Cut to the Chase

“The chief task in life is simply this: to identify and separate matters so that I can say clearly to myself which are externals not under my control, and which have to do with the choices I actually control.” – Epictetus

There are all sorts of activities that centre us, that help us to preserve equanimity, broaden our options and promote wellbeing. There is also a vast array of distractions that can keep us in the thick of thin. We can even get so caught up in dealing with urgent matters that we neglect the day to day tasks of caring for ourselves. The long term consequences of such actions may permanently keep us reacting to one problem after another without reprieve.

Knowing when and where to draw the line may feel like an impossible feat. We could be stretched in several directions and so over taxed that it may be difficult to know up from down. That is to say our priorities may be so jumbled that we find ourselves taking the broad road of least resistance. By default we may seek escapism every chance we get, unwittingly becoming more and more mired in our sense of powerlessness.

So how in the world do we break from this old paradigm and begin anew, without having to purchase this, that and the other thing? How about we play a little game of words instead? There’s nothing like the power of the logos to remove obstacles, and besides, unless we become like children, how can we expect to raise our frequency; i.e., how can we be free and filled with exuberance, if we carry the weight of the world upon our shoulders.

Relinquish your worrisome burden for a few minutes and let’s participate in some creative play! Choose a random letter in the alphabet. Then try putting as many words together beginning with that letter in view to forming ideas that can help us to remain focused on what is important in life. Let’s begin with the letter P:

Planning, Preparing, Prevention, Prioritizing, Probing,
Principles, Purpose, Prudence, Play, Peace, Prayer.

Now for those of you who are without a linguistic imagination, feel free to explore all my P words instead and try to determine which of them can help you the most to empower yourself. For instance, it may dawn on you that the tools required for planning are absolutely essential to improving the quality of your life; therefore you might seek out other terms from the list that support and complement that process, and end up with a new cognitive wheel by which to move through unexplored ground. In other words, by creating new thought patterns you may find yourself breaking through obstacles that you never even imagined possible.

As for those of you who prefer to find fault in things, why not show us how these P words are useless in helping others to address first things first. For instance, you might conclude that play is irrelevant and that it detracts from what is important. Yet this perspective can be easily refuted, for play is the spice of life and who says we need to take it to the extreme. Some play can do wonders for the body & mind, not to mention it’s a great way to maintain fellowship and keep our hearts warm with invigoration.

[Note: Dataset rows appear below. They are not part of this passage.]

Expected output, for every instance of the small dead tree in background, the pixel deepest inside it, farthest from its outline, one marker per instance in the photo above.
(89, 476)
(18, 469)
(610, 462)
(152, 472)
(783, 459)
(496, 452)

In sum we have three approaches to this exercise. (1) Compile words that begin with the same letter in view to forming ideas that help us remain centred on important things. (2) Probe my list of P words to see which of them give you the most freedom (3) or take us away from what is essential. Whatever approach you take, go ahead and share your responses in the comment section below.


About Philosopher Muse

An explorer of volition and soul, a song under a night sky and a dream that forever yearns to be.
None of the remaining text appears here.